Nell’esplicita gara a individuare i tratti di scrittura più consoni a dar voce al classico messaggio poetico oraziano il posto di rilievo è tuttavia occupato da «Alme Sol», l’inno al sole che in un’ascensione di suoni abbagliante, nella combinazione di basso solista, coro e orchestra, approda a una cifra sonora inedita, di potenza immaginativa, evocatrice del passaggio simbolico dalle tenebre alla luce. La ritroviamo in forma spettacolarmente espansa nell’alba che illumina il finale del Guillaume Tell di Rossini, come immagine di libertà conquistata. Si tratta di poco più di un’istantanea la quale tuttavia, come la realizzazione dell’idea del caos in Les Éléments di Rebel o nella conturbante pagina d’apertura de La creazione di Haydn, si manifesta chiaramente in posizione di scarto rispetto ai tracciati stilistici obbligati, quale immagine sonora fortemente alternativa e per l’eccezionalità della forte carica simbolica. Anche se essa non è riuscita a diventare un topos paragonabile alle scene oracolari o di furia del teatro gluckiano, ne manifesta la portata per il fatto di inalberare l’emblema sonoro della luce portatrice di verità in una forma fino ad allora mai vista, corrispondente al nuovo clima ideologico instaurato dalla cultura illuministica e soprattutto dalla sua laicità.

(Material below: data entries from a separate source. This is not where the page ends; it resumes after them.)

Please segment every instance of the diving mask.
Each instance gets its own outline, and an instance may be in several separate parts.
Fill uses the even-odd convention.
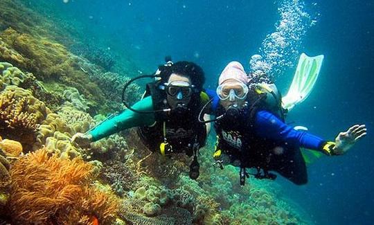
[[[249,89],[244,83],[235,80],[221,84],[217,87],[216,91],[220,100],[233,101],[235,98],[244,99]]]

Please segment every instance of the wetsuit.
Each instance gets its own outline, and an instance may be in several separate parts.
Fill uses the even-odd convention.
[[[217,111],[214,106],[213,109]],[[216,152],[224,156],[226,163],[273,170],[296,184],[306,183],[306,165],[300,147],[326,153],[326,141],[294,129],[266,110],[256,111],[252,118],[249,114],[241,116],[235,121],[224,118],[215,123],[218,136]],[[217,156],[215,153],[215,157]]]
[[[152,98],[145,97],[135,103],[132,108],[139,111],[153,110]],[[92,141],[96,141],[121,130],[131,127],[150,126],[156,122],[154,114],[138,114],[131,110],[124,110],[121,114],[104,121],[91,132]]]
[[[200,94],[196,100],[198,105],[205,104],[208,96]],[[155,110],[152,97],[148,96],[132,107],[138,111]],[[98,125],[89,132],[93,141],[98,141],[121,130],[138,127],[138,133],[144,144],[152,152],[160,152],[160,144],[167,140],[172,146],[172,152],[184,152],[192,156],[194,147],[205,145],[206,132],[205,125],[197,120],[200,107],[192,107],[186,114],[174,115],[164,113],[139,114],[132,110],[124,110]],[[199,109],[199,110],[198,110]],[[161,152],[161,154],[164,152]]]

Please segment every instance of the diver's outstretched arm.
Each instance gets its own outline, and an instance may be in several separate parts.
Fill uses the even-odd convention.
[[[355,143],[366,135],[365,125],[355,125],[346,132],[339,133],[335,138],[335,146],[332,149],[334,154],[343,154],[349,150]]]

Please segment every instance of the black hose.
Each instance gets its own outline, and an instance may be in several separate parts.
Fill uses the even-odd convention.
[[[136,77],[136,78],[134,78],[131,79],[130,80],[129,80],[125,84],[125,86],[123,87],[123,89],[122,91],[122,102],[126,107],[126,108],[129,109],[130,110],[131,110],[132,111],[134,111],[134,112],[136,112],[136,113],[139,113],[139,114],[154,114],[154,113],[158,112],[158,111],[170,111],[170,109],[159,109],[159,110],[142,110],[142,111],[136,110],[136,109],[134,109],[132,108],[127,103],[126,103],[126,101],[125,100],[125,93],[126,92],[126,89],[134,81],[135,81],[136,80],[139,80],[139,79],[145,78],[157,78],[157,77],[159,77],[159,75],[141,75],[141,76],[139,76],[139,77]]]

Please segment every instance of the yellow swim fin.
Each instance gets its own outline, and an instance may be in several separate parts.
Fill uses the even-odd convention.
[[[290,111],[307,98],[318,78],[323,57],[323,55],[309,57],[301,53],[288,93],[282,98],[284,109]]]

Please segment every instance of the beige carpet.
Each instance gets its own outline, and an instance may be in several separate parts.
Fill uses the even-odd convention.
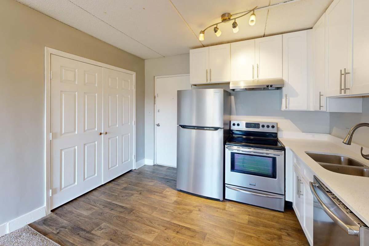
[[[28,225],[0,237],[0,246],[60,246]]]

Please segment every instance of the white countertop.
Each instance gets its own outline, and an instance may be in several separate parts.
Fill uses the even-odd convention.
[[[329,171],[305,153],[307,151],[339,154],[350,157],[369,166],[369,161],[363,158],[360,154],[360,146],[354,144],[346,145],[342,143],[342,139],[328,134],[303,134],[299,138],[284,137],[279,139],[352,212],[369,225],[369,177]],[[289,136],[287,134],[283,135]],[[366,150],[364,153],[369,153],[368,149],[364,149],[364,151]]]

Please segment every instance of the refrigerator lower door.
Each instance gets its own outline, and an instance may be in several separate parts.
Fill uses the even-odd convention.
[[[223,129],[177,127],[177,188],[223,200]]]

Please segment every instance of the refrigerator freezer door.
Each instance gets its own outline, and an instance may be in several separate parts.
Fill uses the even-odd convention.
[[[223,89],[178,91],[177,124],[224,127],[225,92]]]
[[[177,188],[223,199],[223,130],[177,127]]]

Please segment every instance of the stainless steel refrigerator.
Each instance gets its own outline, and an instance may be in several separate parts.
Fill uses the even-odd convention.
[[[177,96],[177,188],[223,200],[230,94],[205,89],[178,91]]]

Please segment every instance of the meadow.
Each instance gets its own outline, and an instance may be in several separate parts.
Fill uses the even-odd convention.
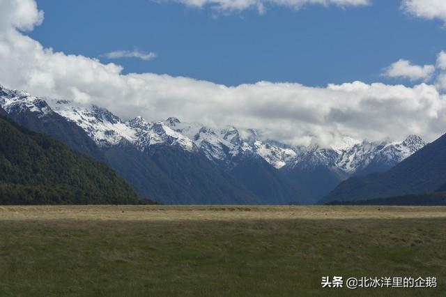
[[[446,207],[0,206],[0,296],[440,296],[445,246]]]

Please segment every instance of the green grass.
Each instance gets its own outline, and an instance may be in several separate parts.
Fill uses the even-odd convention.
[[[446,292],[443,216],[341,219],[330,215],[359,208],[296,207],[286,210],[322,210],[328,215],[287,219],[268,216],[272,211],[268,209],[255,213],[256,208],[208,208],[201,213],[198,208],[175,212],[141,206],[116,207],[105,218],[99,215],[99,207],[94,208],[97,216],[86,218],[79,208],[65,208],[72,209],[68,219],[59,218],[61,208],[54,215],[48,215],[48,208],[21,208],[12,215],[0,209],[0,296],[406,296]],[[148,207],[159,208],[153,214],[146,211],[139,220],[132,216],[132,211]],[[409,211],[399,209],[383,208],[397,214]],[[444,211],[439,209],[439,213]],[[410,208],[413,215],[415,210]],[[47,217],[39,218],[44,211]],[[79,218],[73,217],[76,212]],[[230,218],[223,217],[226,214]],[[438,287],[322,289],[323,275],[435,276]]]

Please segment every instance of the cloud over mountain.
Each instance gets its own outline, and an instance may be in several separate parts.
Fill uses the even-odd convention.
[[[210,7],[220,11],[242,11],[254,8],[260,13],[268,6],[298,9],[310,4],[325,6],[334,5],[340,7],[360,6],[370,3],[370,0],[155,0],[157,2],[177,2],[188,6],[203,8]]]
[[[255,127],[293,144],[333,144],[345,135],[403,139],[410,134],[431,141],[446,130],[446,100],[434,85],[226,86],[155,73],[123,75],[115,63],[58,52],[24,35],[19,29],[32,29],[43,20],[33,0],[0,3],[0,82],[7,87],[95,103],[123,117]]]

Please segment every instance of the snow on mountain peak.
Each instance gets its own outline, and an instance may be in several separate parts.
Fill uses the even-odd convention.
[[[353,174],[375,161],[394,165],[426,144],[417,135],[409,135],[402,142],[370,142],[348,136],[330,148],[314,144],[293,147],[259,137],[254,129],[239,130],[229,126],[211,128],[197,123],[183,123],[174,117],[157,123],[137,116],[123,121],[107,109],[82,105],[60,100],[43,100],[20,90],[0,86],[0,105],[10,112],[29,110],[38,116],[56,112],[82,128],[100,146],[129,142],[141,150],[152,145],[178,146],[189,151],[200,150],[210,160],[231,162],[233,157],[247,152],[263,158],[275,167],[284,166],[327,166]]]
[[[175,127],[176,124],[179,124],[181,123],[180,120],[173,116],[171,116],[170,118],[167,118],[166,121],[168,122],[169,125],[173,127]]]

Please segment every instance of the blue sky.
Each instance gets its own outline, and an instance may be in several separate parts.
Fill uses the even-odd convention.
[[[438,0],[0,1],[0,84],[291,144],[431,142],[445,34]]]
[[[261,80],[325,86],[380,75],[399,59],[434,64],[446,49],[440,21],[404,13],[399,1],[362,7],[268,7],[219,13],[150,0],[38,0],[45,22],[29,35],[66,54],[99,57],[124,73],[185,76],[226,85]],[[151,61],[110,60],[115,50],[153,52]]]

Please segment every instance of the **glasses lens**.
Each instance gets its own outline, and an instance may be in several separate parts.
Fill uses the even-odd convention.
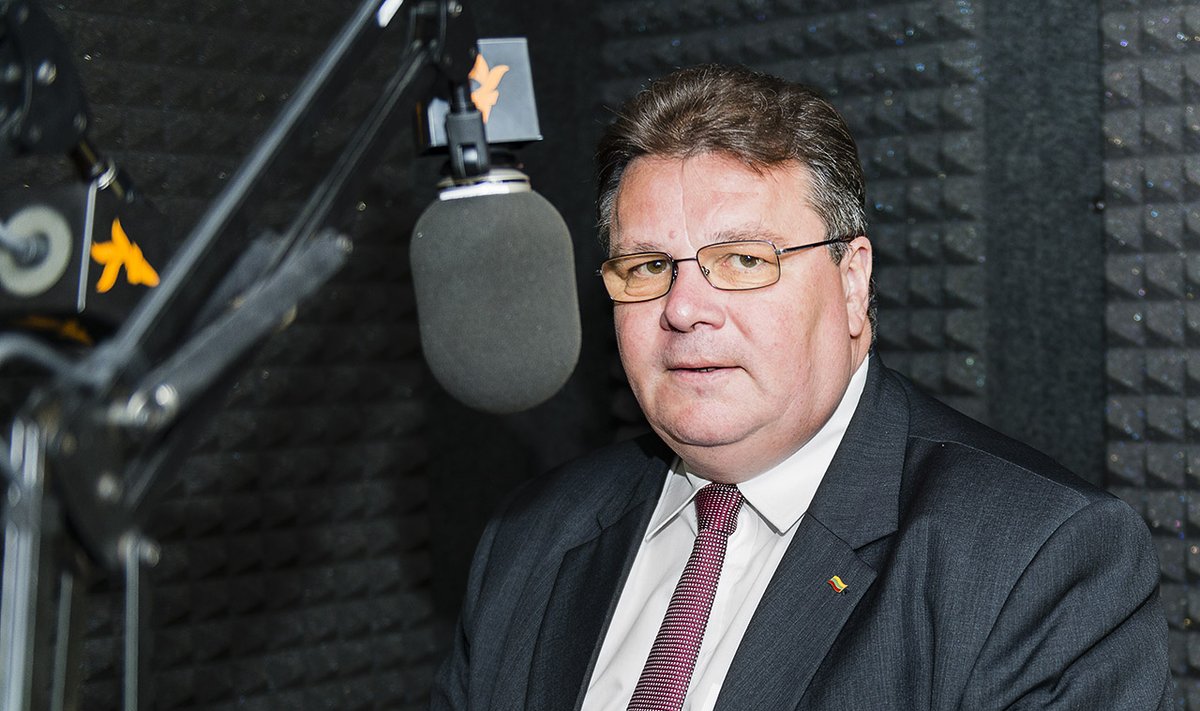
[[[779,281],[779,257],[769,241],[726,241],[696,252],[708,282],[721,289],[750,289]]]
[[[671,256],[625,255],[600,265],[605,288],[614,301],[648,301],[671,291]]]

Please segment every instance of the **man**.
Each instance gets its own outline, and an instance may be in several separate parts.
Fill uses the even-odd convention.
[[[871,352],[864,181],[827,102],[683,70],[598,160],[656,436],[491,522],[434,709],[1171,705],[1140,519]]]

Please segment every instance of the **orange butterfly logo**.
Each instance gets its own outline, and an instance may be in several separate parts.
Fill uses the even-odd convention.
[[[500,100],[500,79],[508,71],[509,65],[506,64],[498,64],[488,68],[484,55],[476,54],[475,66],[470,67],[470,73],[467,74],[479,83],[479,89],[470,92],[470,100],[475,102],[475,108],[479,109],[479,113],[484,114],[485,124],[487,123],[487,115],[492,113],[492,107]]]
[[[149,287],[158,286],[158,273],[154,270],[150,262],[142,255],[142,247],[130,240],[125,234],[121,221],[113,220],[113,241],[95,243],[91,245],[91,258],[104,265],[104,271],[96,282],[97,293],[107,293],[116,286],[116,275],[125,267],[125,279],[133,285],[144,283]]]

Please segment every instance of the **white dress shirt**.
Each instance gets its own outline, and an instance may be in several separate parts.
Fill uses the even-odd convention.
[[[829,468],[866,383],[866,360],[854,372],[833,417],[796,454],[738,484],[745,503],[730,536],[721,579],[696,658],[684,711],[710,711],[750,617]],[[676,584],[696,540],[692,497],[707,480],[676,460],[617,610],[600,647],[583,711],[623,711],[650,653]]]

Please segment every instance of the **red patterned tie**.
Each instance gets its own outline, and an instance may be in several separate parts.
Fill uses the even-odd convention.
[[[728,484],[709,484],[696,492],[700,533],[671,596],[650,656],[629,700],[629,711],[679,711],[696,667],[704,626],[721,579],[725,545],[738,525],[742,492]]]

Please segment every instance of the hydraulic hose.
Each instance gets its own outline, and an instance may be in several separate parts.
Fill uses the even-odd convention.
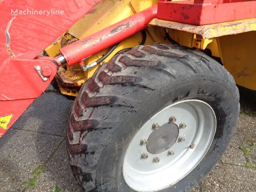
[[[164,33],[165,33],[165,36],[171,43],[173,43],[173,44],[179,44],[178,42],[176,42],[175,40],[172,39],[171,37],[170,37],[169,33],[168,32],[168,29],[167,28],[164,28]]]

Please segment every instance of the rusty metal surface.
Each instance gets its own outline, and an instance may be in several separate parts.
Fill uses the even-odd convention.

Sul significato massonico del Carmen saeculare di Philidor non dovrebbero sussistere dubbi, non solo per i tre accordi con cui si apre l’ouverture e nemmeno per la scansione di «Alme Sol» in tre sillabe ripetute nove volte, ma, al di là dell’astratta componente numerologica, per la soluzione sonora inedita che non ha nulla in comune con i precedenti chiesastici e teatrali, e che rivela la volontà di uscire dal binario della tradizione e l’impegno a dar vita a un nuovo lessico musicale, se non proprio esemplato su precedenti storici consacrati da una civiltà tramandata, nobilitato dagli alti versi di un poeta che quella civiltà rappresenta e il suo valore di monito, come dichiarazione di rispetto dell’ordine universale riconducibile alla luce benefica dell’astro del giorno.